“He’s a man from outer space and we’re taking him to his spaceship,” says Elliott. Greg asks, “Well, can’t he just beam up?” Elliott responds, “This is reality, Greg.”
One of the earliest films I ever watched on VHS when I was a kid was a film called E.T. The Extra-Terrestrial. My earliest memory of the film is being creeped out by the opening sequence (John Williams’ music was eerily effective in this). E.T. helped introduce me to the filmography of its director, Steven Spielberg (whom I would develop a lifelong admiration for due to his talent and output). Later viewings of E.T. as a kid led to clarification and understanding of what was going on in the film as well as a newfound appreciation for it. For the film’s 20th anniversary, a digitally remastered version was created with some enhanced special effects and a new sound mix. It is this version I saw on the big screen 13 years ago (although I’d still like to see the original theatrical version on the big screen), and it was a wonderful experience. This review of E.T. The Extra-Terrestrial is my entry in the Barrymore Trilogy Blogathon hosted by In the Good Old Days of Classic Hollywood.
1982’s E.T. The Extra-Terrestrial follows a young boy who befriends an extra-terrestrial botanist who was accidentally left behind on Earth. While the boy tries to help the alien contact his people, the government searches for proof of the alien’s whereabouts. Spielberg assembled a talented cast that includes Henry Thomas (as Elliott), Dee Wallace (as Mary), Drew Barrymore (as Gertie), Robert MacNaughton (as Michael), Peter Coyote (as Keys), C. Thomas Howell (as Tyler), K.C. Martel (as Greg), Sean Frye (as Steve), and Erika Eleniak (as Pretty Girl). Thomas’ performance is the anchor of the film; he makes the developing friendship with E.T. very believable. Wallace is outstanding as Elliott’s mother Mary, who must deal with keeping her family together. Barrymore is a scene-stealer as Elliott’s younger sister Gertie; she brings innocence, mischief, and a certain naiveté to the role that comes off as charming.
Best Director Oscar nominee Spielberg’s strong direction draws terrific performances from his mostly young cast (he even shot the film in mostly chronological order) and crafts some memorable fantastical sequences. Melissa Mathison’s Oscar-nominated screenplay focuses on the developing friendship between Elliott and E.T. The opening sequence firmly establishes E.T.’s background in visuals without any dialogue, the danger the government may or may not pose, and the status of Elliott’s family life. Allen Daviau’s Oscar-nominated cinematography enhances the tone of the film (light at times, eerie lots of the time). James D. Bissell’s production design creates an unsuspecting suburban California neighborhood and an eerie forest (I especially liked the spaceship interiors).

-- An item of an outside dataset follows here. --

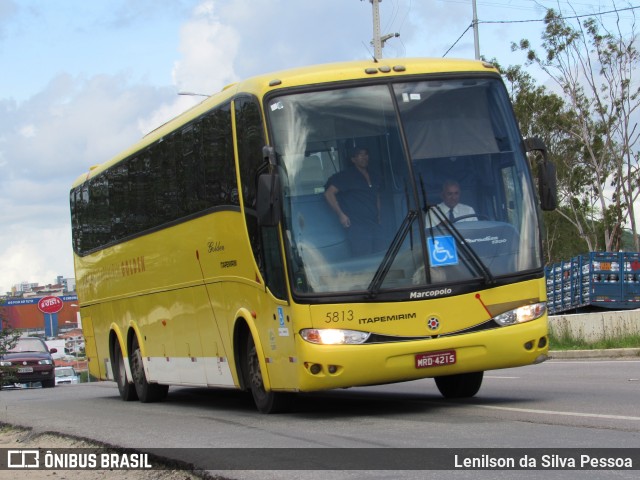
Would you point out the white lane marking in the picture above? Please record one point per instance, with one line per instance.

Carol Littleton’s Oscar-nominated editing moves the film at a good pace, and the Oscar-winning sound design by Charles L. Campbell and Ben Burtt was top-notch (Burtt created the voice design for E.T.). The Oscar-winning special effects were amazing (Carlo Rambaldi did incredible work in bringing E.T. to life, and the bike flight has become one of the most iconic sequences in all of cinema). John Williams delivers an Oscar-winning score with memorable themes and intense dramatic music. Spielberg crafted one of the greatest films ever made with this Best Picture Oscar nominee, a timeless tale of friendship (with some science fiction thrown in the mix) that features star-making performances from young cast members Henry Thomas and Drew Barrymore.